We have a varied programme of classes and workshops catering for both adults and children, regular arts-related holiday programmes for school age children, gallery space for individuals and groups to exhibit, a community darkroom, space to hire, performances, regular concert series and art tours. Festivals and community arts projects are held regularly. The popular Multi-cultural Festival and the Festival of Maori Arts are two highly successful annual events. These events have a city-wide focus and are important for cultural understanding and respect for diversity. We also have a monthly Arts Market, and a First Steps Exhibition for beginning artists.
Click here for more detailed information on the Linwood Community Arts Centre and Eastside Gallery.
Established in 1987 during a time of very high unemployment, Te Whare Roimata's pre-employment programme has been especially important for people who have been long-term unemployed, or face considerable barriers to obtaining paid work. The Smith Street Community Gardens and the Labour Group form the basis of this programme.
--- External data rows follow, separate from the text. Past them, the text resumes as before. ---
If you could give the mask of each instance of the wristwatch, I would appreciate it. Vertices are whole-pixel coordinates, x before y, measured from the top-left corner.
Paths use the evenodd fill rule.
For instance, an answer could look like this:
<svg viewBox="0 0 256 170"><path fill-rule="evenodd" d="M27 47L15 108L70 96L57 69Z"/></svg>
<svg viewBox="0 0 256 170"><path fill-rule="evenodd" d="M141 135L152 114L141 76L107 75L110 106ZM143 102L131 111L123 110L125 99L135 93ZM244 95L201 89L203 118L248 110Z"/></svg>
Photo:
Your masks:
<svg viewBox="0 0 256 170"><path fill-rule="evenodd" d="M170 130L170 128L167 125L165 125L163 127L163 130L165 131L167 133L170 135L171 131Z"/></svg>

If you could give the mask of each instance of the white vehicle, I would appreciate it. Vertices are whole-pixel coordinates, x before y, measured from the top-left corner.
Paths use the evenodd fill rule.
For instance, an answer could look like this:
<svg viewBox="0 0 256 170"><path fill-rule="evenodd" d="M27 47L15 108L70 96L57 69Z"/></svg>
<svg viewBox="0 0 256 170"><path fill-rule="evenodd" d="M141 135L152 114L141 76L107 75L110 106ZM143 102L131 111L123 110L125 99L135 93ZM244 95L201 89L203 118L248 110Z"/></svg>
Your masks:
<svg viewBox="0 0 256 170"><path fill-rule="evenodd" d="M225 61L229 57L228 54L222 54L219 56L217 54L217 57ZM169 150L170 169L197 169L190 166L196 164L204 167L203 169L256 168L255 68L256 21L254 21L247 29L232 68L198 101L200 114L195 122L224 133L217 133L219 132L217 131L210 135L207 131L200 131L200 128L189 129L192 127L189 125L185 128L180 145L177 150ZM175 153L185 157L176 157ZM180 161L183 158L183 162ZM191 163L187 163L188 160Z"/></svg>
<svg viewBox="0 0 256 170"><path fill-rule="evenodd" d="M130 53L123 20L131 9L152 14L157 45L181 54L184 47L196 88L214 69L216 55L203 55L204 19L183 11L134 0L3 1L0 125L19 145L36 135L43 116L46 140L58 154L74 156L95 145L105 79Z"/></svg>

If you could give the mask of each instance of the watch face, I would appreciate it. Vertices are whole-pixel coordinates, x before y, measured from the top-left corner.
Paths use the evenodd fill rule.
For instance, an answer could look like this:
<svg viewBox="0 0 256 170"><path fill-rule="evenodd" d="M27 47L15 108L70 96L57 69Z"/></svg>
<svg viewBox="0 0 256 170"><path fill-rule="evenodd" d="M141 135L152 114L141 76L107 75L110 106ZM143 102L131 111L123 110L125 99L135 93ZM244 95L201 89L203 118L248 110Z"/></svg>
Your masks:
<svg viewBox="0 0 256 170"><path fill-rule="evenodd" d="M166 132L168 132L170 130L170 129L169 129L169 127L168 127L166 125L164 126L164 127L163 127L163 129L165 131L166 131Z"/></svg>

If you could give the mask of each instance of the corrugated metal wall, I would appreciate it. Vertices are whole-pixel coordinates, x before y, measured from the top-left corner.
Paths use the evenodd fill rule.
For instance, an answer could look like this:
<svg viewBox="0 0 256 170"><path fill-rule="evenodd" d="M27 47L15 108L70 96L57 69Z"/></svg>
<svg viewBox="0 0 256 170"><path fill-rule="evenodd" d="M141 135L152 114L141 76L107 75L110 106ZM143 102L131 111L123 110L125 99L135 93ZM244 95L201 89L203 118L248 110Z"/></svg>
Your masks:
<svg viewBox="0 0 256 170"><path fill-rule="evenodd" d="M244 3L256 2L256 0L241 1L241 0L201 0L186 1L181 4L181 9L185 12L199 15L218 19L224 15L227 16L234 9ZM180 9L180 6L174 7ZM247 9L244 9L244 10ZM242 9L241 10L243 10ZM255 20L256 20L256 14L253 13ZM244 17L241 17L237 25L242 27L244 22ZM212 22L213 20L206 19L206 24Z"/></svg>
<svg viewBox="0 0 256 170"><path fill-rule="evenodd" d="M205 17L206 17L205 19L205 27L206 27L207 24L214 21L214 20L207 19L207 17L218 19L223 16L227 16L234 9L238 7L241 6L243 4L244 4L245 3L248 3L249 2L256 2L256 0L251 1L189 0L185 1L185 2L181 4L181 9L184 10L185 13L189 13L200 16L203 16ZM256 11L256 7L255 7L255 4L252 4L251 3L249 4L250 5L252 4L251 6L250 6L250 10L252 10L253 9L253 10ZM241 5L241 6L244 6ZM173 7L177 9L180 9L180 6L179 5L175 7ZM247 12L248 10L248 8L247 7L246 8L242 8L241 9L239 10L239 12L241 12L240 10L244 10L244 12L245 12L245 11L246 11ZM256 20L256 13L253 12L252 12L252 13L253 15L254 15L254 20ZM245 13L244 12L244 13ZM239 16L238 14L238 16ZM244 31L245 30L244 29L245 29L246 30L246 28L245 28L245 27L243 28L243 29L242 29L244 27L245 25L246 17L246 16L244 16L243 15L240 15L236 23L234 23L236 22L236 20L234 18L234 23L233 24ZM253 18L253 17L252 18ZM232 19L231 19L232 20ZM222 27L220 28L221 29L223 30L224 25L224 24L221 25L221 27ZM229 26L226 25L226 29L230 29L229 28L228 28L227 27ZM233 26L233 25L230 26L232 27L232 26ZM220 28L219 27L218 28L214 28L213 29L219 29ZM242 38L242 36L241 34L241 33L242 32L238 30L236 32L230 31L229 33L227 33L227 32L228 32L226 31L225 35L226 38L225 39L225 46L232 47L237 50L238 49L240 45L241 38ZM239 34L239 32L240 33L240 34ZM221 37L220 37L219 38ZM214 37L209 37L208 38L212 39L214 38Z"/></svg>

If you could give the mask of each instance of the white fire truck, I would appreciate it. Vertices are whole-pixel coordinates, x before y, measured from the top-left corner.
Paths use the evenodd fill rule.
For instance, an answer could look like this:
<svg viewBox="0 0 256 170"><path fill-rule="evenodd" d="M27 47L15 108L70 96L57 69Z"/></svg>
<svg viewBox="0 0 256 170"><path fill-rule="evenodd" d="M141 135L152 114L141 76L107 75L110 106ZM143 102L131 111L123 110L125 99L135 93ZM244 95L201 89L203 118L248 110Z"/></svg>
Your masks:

Both projects provide essential training and work opportunities for people from the eastern inner city, and have been successful in enabling young Maori men to be mentored into leadership positions within the two projects.
The Labour Group offers an affordable, household removal and garden maintenance service. The services of the Labour Group are especially used by people on limited incomes. In particular, the household removal service enables people on limited incomes to be shifted at affordable rates. This unique service (no other organisation in Christchurch offers this), is crucial for women and children escaping domestic violence, for people moving into institutional care, or for people forced to move because of a relationship break-up or eviction.
The other work undertaken by the Labour Group involves section clearing and the servicing of 3 long-term contracts for local NGOs.
The Smith Street Community gardens project, established in the early 1990s, produces organically grown herbs and vegetables. Some of these are sold while the rest are either distributed to people on limited incomes or used by workers for their daily cooked lunch or the Thursday community meal. These gardens have become an important neighbourhood-based environmental project and a living model of neighbourhood sustainability. Originally located at Avonside Holy Trinity Church, then at Surrey Street, the Smith Street Community gardens is today housed on Council owned land, behind the Linwood Service Centre. Much emphasis is placed on organic principles, environmental sustainability, waste minimisation and recycling. There is an annual community Harvest Festival which is always well attended.
The Community Gardens has established income-generating niche crops, a community allotment system involving 8 community groups and a whanau growing area which produces food for Te Whare Roimata to support the work of Gold Coin Cafe, workers' lunches, and as a wage-in-kind payment for the people involved.